Septuagenarian Biker Having A Blast

At age 76, Raquel Asinas bought her first bike, a tricycle, last November — and it has changed her life.

“I’m more active, more alert and I feel stronger,” she explains. “And look at my arms. At my age, it’s supposed to be sagging, but it’s not.”

Asinas, who turns 77 June 6, stopped driving in 2007 after she was in a car accident that totaled her car and left her feeling nervous anytime she was behind the wheel. So, when she saw the trike on sale, she saw it as a way for her to get around, shop and get some exercise. She purchased it for about $300 and says she’s been using it every day.

Raquel Asinas is cruising with her three wheeler.  Nathalie Walker photo

Raquel Asinas is cruising with her three wheeler. Nathalie Walker photo

“I can take it to go shopping because there’s a big basket, and it’s safer for me to ride instead of a regular bicycle,” explains Asinas, a retired City and County real property assessment tax clerk. “And then I also found that it’s fun, and you meet a lot of people. Everybody tells me, ‘You look good on your bicycle,’ even little kids. They always say, ‘Look, Mommy, look at her, she has a cool bicycle.’”

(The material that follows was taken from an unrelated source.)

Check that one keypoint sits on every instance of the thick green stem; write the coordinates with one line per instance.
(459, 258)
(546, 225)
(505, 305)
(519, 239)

Before this tricycle, Asinas says the last time she rode a bike was probably in high school in the Philippines. At first, she admits it took some getting used to. She would ride around her apartment building, which is situated on a 6-acre property, to practice using the brakes and turning. After just a couple of weeks, she felt more comfortable and confident to venture outside of her neighborhood.

For safety, she added reflectors, a horn and a flag, and even got her tricycle blessed by the pastor at a nearby church. She also decorated her bike, including with a handmade fabric cover for the basket. She rides her tricycle every morning from her apartment in Pearl City to McDonald’s up the street on Waimano Home Road (yes, she has to pedal uphill), where she meets with some friends and gets her coffee.

“When I’m going uphill, it’s really a struggle and everything is working — your arms and legs,” she says. “I want to encourage other retirees to do this, too. I used to walk a lot, but the problem with walking is I have heel spurs, so it’s hard for me to go walking. Riding a bike, you’re active, you’re alert, so it’s good mentally and physically; and you’re outdoor meeting people, so emotionally too.

“My doctor asked me (during her annual checkup in March),’ how come you look younger from one year ago?’ I’ve lost some weight and my body looks toner. I have muscles now. And riding a bike makes you feel like a kid again.”